Na taverna da velha Haqub, o velho deliciava-se com a cerveja farta, produzida a partir da fermentação da cevada-das-lebres. Era capaz, depois da terceira caneca dessa bebida intragável, de deixar rolar livremente uma lágrima sobre a face enegrecida e sulcada ao ouvir a voz aveludada da cantora Eli-zeth X., a qual ele se referia carinhosamente como Enluarada. Eli-zeth tentara, várias vezes, levá-lo para a cama, aproveitando-se da sua bebedeira, mas ele sempre recusou cortesmente os convites, apesar da quantidade de álcool no sangue; dizia que alguma coisa dentro dele se quebraria, um osso, um espelho, a quilha. A ele, bastava ouvi-la cantar. Entendia que não poderia viver sem o encantamento de uma musa: nesses momentos, a alma de poeta, que ele tivera de recalcar, falava mais alto. Eli-zeth tinha o frescor e o imediatismo da juventude, não conseguia entender por que aquele homem a recusava. Logo ela, que todos os machos de Dw Revhs e arredores dariam um braço ou uma perna para manchar de sangue os seus lençóis brancos. O velho jamais dormiu com Eli-zeth e nem permitiu que outros dividissem com ela o seu leito; ele a queria inconspurcada. Ele a queria divina, sem o pus dos homens. Achava que ela perderia a condição de porta-voz da Lua se se deitasse com alguém. Enquanto o velho viveu, tenho certeza de que Eli-zeth manteve a condição virginal. Depois da morte do velho, a sua protegida foi embora e nada mais soubemos dela, nem nos preocupamos em saber, porque quem vai embora do nosso vilarinho é como se morresse para sempre. Mas, outro dia, em um antiquário da cidade-mor, de propriedade do meu amigo Licurgo, encontrei em perfeito estado de conservação dois cilindros musicais, gravados por ela, para a Casa Alba, com as canções “Vem para os braços meus” e “Braços vazios”. Tentei seguir-lhe a pista, mas foram embalde todas as tentativas. Ninguém soube dizer algo concreto sobre a cantora Eli-zeth X., nem mesmo o grande pesquisador musical Ravoq Albinus, o qual compilou a mais completa enciclopédia sobre os rouxinóis da terra.
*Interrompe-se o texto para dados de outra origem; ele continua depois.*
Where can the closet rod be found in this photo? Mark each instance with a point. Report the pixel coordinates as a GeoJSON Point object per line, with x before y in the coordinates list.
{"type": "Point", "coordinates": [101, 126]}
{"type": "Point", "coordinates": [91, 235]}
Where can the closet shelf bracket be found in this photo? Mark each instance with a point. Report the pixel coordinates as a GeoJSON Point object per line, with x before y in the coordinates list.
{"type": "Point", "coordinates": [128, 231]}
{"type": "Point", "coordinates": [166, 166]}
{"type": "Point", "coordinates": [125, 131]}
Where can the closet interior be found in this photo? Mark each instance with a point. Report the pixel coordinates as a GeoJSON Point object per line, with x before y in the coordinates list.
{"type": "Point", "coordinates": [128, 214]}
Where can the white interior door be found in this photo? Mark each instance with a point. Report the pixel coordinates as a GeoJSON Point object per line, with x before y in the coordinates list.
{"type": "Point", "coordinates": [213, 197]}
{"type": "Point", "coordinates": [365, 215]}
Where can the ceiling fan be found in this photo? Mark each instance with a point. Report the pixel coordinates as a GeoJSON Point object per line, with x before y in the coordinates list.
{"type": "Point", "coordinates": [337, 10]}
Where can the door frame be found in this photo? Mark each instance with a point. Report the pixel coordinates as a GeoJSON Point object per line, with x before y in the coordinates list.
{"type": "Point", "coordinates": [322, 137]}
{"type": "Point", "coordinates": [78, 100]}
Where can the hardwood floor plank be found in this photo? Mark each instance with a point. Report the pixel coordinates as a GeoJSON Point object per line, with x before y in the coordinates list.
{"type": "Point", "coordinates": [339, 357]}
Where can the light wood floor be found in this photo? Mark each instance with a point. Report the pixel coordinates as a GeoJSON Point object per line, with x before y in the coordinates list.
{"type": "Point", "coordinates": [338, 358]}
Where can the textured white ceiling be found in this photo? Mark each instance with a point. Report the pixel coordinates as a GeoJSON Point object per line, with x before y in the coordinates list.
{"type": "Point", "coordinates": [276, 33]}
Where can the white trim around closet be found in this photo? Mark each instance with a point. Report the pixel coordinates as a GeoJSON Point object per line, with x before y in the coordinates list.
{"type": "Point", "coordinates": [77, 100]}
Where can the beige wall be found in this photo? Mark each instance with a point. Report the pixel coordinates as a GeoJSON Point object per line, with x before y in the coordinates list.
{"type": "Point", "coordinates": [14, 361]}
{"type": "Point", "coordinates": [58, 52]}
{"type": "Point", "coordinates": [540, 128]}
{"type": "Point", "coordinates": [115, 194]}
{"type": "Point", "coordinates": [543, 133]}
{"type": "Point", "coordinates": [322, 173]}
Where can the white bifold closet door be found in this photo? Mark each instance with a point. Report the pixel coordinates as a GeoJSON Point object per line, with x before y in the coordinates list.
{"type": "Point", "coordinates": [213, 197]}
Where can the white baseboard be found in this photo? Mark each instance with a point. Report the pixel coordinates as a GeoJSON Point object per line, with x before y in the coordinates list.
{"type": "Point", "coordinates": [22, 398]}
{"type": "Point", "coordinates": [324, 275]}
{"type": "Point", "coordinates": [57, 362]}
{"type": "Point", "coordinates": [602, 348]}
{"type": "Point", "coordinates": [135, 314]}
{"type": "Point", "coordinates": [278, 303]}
Até hoje, não consegui me refazer da morte do velho. Morte estúpida! Logo ele que enfrentara destemidamente o terrível inverno que a todos flagelara há tempos atrás para salvar da morte certa as cabras que alimentariam, com o leite amarelo, gorduroso e forte, as crianças do vilarejo. Logo ele que disputara com Porco-sujo uma partida quase interminável de pedras adâmicas, da qual saiu vencedor, evitando assim que o demônio instalasse uma franquia de fast-food em Dw Revhs. Logo ele... morreria de complicações advindas de uma doença que qualquer criança consegue superar, mais inofensiva que caxumba. Seu organismo preparado para enfrentar as mais nefastas adversidades do tempo e da vida, não produzira anticorpos suficientes para debelar uma prosaica febre do pântano.